To explore the interactions between CYZH ingredients and the 15 anti-IAV targets, predictions were made for the 203 ingredients using the integrated prediction system. Based on the mt-QSAR models, only compounds with positive results from both NB and RP algorithms were considered to be active on their target. The predictive results of NB and RP are given in Supplementary Tables 2 and 3. Based on CDOCKER models, compounds whose CE to one target was lower than the lowest CE of co-crystallized ligands were considered to be active on their target. Detailed information on the CDOCKER models is given in Supplementary Table 1. The number of predicted active compounds per target is shown in Figure 4A. The number of active compounds for M2, NMDAR, NF-κB, RT, GCPII, and CLK1 exceed the average of 29.8. The number of compounds acting on different numbers of targets is shown in Figure 4B. Finally, 28 compounds that act on three or more targets containing one or more viral targets were identified; the ligand-target interaction analysis is shown in Figure 4C. Twelve targets interacted with 28 compounds, of which, NF-κB, M2, NP, TNF-α interacted with more than 10 active compounds in the vs. prediction. The numbers of active compounds for NF-κB, M2, NP, and TNF-α were 19, 18, 13, and 11, respectively.

FIGURE 4

Figure 4. (A) Number of compounds corresponding to each target. (B) Proportion of compounds acting on different numbers of targets. (C) The network of 28 multitarget-directed ligands in CYZH and targets based on the prediction system against IAV. Blue circles represent drug nodes and red circles represent protein nodes.

Experimental Validation

The 28 predicted multitarget compounds were applied to in vitro validation studies, which verified their activity at the protein level via activity on NA and TNF-α, and their overall antiviral efficacy at the cellular level.

The NA Inhibition Activity of CYZH Compounds

NA is a relatively stable homotetramer present on the flu viral surface. It has been accepted as a classic anti-flu drug target and is involved in the release of flu viral progeny particles. Predictive results indicated that 4 of the 28 compounds have potential activity on NA. An NA inhibition assay was conducted for the 4 potentially active compounds; their IC₅₀ values are shown in Table 4. The IC₅₀ values of chlorogenic acid and orientin against NA of H1N1 and H3N2 were below 100 μM, showing that the NA model has a 50% hit rate and the two compounds have activities on viral NA. However, the activity against NA—resistant strains was not shown at this concentration.

TABLE 4

Table 4. The evaluation of the activity of constituents from CYZH based on an NA inhibition test (μM).

The Effects of CYZH Compounds on TNF-α Levels Determined by ELISA

TNF-α can exacerbate inflammation and increase morbidity rates following flu infection, while neutralization of TNF-α can prolong survival by reducing pulmonary infiltration and lung injury. TNF-α expression in the cell culture supernatant of each group was measured by ELISA. Eleven of the 28 predicted compounds, linarin, sinensetin, cedar acid, isoliquiritigenin, sinigrin, tryptanthrin, luteolin, chlorogenic acid, orientin, epigoitrin, and rupestonic acid, were predicted by the vs. system to be active on TNF-α. As shown in Figure 5, in comparison with the model group, all compounds except tryptanthrin, were associated with significantly less TNF-α based on ELISA results. Among them, isoliquiritigenin and luteolin had a greater effect on TNF-α than positive drugs. Based on these results, the TNF-α predictive model showed a strong predictive capability with a hit rate of 10/11.

FIGURE 5

Figure 5. Effect of CYZH compounds on TNF-α expression in virus-infected A549 cells. Data are expressed as mean±SD (n = 3). *P < 0.05, **P < 0.01, ***P < 0.001 vs. Model group.

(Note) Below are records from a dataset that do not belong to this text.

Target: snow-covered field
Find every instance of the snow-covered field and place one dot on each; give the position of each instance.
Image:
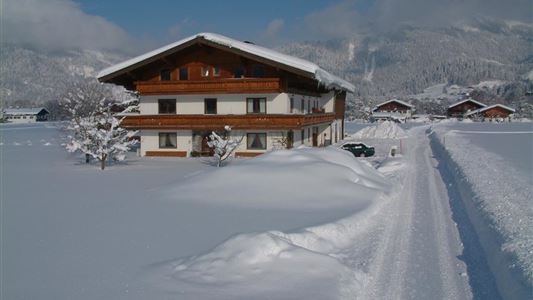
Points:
(492, 167)
(299, 224)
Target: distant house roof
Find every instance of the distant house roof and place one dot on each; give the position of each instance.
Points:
(488, 108)
(311, 69)
(467, 100)
(25, 111)
(394, 100)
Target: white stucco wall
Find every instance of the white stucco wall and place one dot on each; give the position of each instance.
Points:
(226, 103)
(21, 119)
(150, 141)
(236, 103)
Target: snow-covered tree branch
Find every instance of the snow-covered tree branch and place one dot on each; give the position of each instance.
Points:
(96, 130)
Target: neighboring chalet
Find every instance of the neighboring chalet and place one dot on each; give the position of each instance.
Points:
(392, 110)
(207, 81)
(25, 115)
(496, 111)
(461, 108)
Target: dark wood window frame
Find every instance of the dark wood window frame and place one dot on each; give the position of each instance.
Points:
(291, 105)
(164, 106)
(256, 104)
(239, 72)
(216, 71)
(168, 140)
(207, 110)
(258, 71)
(205, 71)
(165, 75)
(256, 134)
(184, 73)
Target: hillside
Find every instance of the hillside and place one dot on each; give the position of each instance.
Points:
(35, 77)
(430, 67)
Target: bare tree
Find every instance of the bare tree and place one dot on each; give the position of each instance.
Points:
(223, 146)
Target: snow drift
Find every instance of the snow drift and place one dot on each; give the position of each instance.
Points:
(301, 179)
(270, 265)
(498, 202)
(384, 130)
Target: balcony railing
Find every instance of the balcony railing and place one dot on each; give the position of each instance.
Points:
(223, 86)
(216, 122)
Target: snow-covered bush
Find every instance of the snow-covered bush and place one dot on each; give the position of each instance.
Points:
(95, 128)
(223, 146)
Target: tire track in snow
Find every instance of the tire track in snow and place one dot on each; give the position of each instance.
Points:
(417, 257)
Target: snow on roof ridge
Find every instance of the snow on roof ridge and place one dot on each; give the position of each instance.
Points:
(489, 107)
(321, 75)
(465, 100)
(33, 110)
(395, 100)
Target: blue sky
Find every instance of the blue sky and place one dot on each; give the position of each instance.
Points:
(246, 19)
(134, 26)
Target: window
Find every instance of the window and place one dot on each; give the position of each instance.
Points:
(216, 71)
(168, 140)
(256, 141)
(167, 106)
(256, 105)
(239, 72)
(258, 71)
(184, 73)
(291, 109)
(205, 71)
(164, 75)
(210, 106)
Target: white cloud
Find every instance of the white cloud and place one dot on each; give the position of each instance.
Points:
(274, 27)
(343, 18)
(60, 25)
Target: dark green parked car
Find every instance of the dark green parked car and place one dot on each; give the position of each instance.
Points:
(359, 149)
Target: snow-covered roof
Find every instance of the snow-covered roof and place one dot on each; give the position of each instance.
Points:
(321, 75)
(24, 111)
(489, 107)
(467, 100)
(394, 100)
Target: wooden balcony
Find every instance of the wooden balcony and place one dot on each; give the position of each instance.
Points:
(220, 86)
(217, 122)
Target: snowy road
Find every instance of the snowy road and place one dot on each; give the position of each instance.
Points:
(417, 254)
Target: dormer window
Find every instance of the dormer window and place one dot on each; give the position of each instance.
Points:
(205, 71)
(216, 71)
(164, 75)
(258, 71)
(239, 72)
(256, 105)
(184, 73)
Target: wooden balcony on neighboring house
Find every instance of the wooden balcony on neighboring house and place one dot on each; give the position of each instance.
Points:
(215, 122)
(219, 86)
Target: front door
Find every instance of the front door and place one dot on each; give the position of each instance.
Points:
(205, 149)
(315, 136)
(290, 139)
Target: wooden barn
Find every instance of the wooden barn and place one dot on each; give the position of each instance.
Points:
(392, 109)
(461, 108)
(496, 111)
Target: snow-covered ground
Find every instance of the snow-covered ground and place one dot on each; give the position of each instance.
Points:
(299, 224)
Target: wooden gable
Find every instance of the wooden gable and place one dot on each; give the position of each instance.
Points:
(202, 55)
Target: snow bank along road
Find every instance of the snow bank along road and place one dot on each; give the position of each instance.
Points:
(417, 251)
(84, 234)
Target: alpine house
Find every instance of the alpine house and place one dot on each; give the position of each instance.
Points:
(206, 82)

Activity Evaluation of Wild-Type and Resistant IAV Strains by Cytopathic Effect Assay

In order to evaluate the overall antiviral activity of the 28 predicted active compounds, their cytotoxic effects were examined in MDCK cells. The results show that the maximal non-toxic concentration (TC₀) values for all compounds were >100 μM.

Cytopathic effect (CPE) reduction assays were performed with different IAV strains, including wild-type and drug-resistant IAV strains. The CPE assay results for the wild-type strain A/Puerto Rico/8/34 (H1N1) and A/Minfang/151/2000 (H3N2) are summarized in Table 5. Oseltamivir and ribavirin showed efficacy in the four modes of action tested for the two virus strains, with IC₅₀ < 100 μM. Acacetin exhibited stronger antiviral activity on H1N1 than oseltamivir under the administration mode tested, therefore acacetin may have a stronger inhibitory effect on H1N1 invasion. When H1N1 virus was pre-incubated and treated simultaneously with the drug compounds, the IC₅₀ values for quercetin, luteolin, emodin, and apigenin were lower than for oseltamivir or ribavirin, suggesting that they had an effect on reducing H1N1 viral activity or impairing viral adsorption.

TABLE 5

Table 5. The activity evaluation of constituents from CYZH in wild strains-induced CPE reduction assay (μM).

Based on H3N2-induced CPE assay results, the IC₅₀ values for apigenin, indirubin and tryptanthrin were similar to oseltamivir and ribavirin when they were administered to cells before viral infection. This suggests they could have potential antiviral prophylactic effects on cells. Acacetin, quercetin, and apigenin had stronger effects than oseltamivir or ribavirin on pre-incubation and simultaneous action modes with the H3N2 virus, possibly due to weakening of H3N2 activity or viral adsorption. Overall, acacetin, indirubin, tryptanthrin, quercetin, luteolin, emodin, and apigenin showed protective effects on cells based on the CPE reduction assay with two wild-type IAV strains.

The details of CPE reduction assay for cells infected with mutant A/HebeiXinhua/SWL1106/2017 (Oseltamivir & amantadine-resistant H1N1) and mutant A/FujianXinluo/SWL2457/2014 (Amantadine-resistant H1N1) are summarized in Table 6. In the dual-oseltamivir and amantadine-resistant H1N1 CPE assay, the IC₅₀ value of ribavirin was 29.8–57.9 μM, while oseltamivir had no effect on results in the modes tested. The IC₅₀ values for quercetin, luteolin, and apigenin were <100 μM in all modes except for drug administration after viral infection; quercetin and luteolin showed stronger efficacy than ribavirin. Results suggest that these four compounds could prevent or reduce viral activity, or impair the adsorption of oseltamivir and amantadine-resistant H1N1 on cells. Oseltamivir and ribavirin showed inhibitory activities in CPE reduction assay results when tested on amantadine-resistant strains. Compared with oseltamivir, the inhibitory efficacies of quercetin, luteolin, and apigenin were strong when they were administered after amantadine-resistant virus inoculation. In contrast to ribavirin, the activities of quercetin and apigenin were stronger in the prophylactic mode of viral infection after drug pre-administration. In general, quercetin, luteolin, and apigenin demonstrated inhibitory efficacy in the CPE reduction assay with resistant strain infection.

TABLE 6

Table 6. The activity evaluation of constituents from CYZH in resistant strains-induced CPE reduction assay (μM).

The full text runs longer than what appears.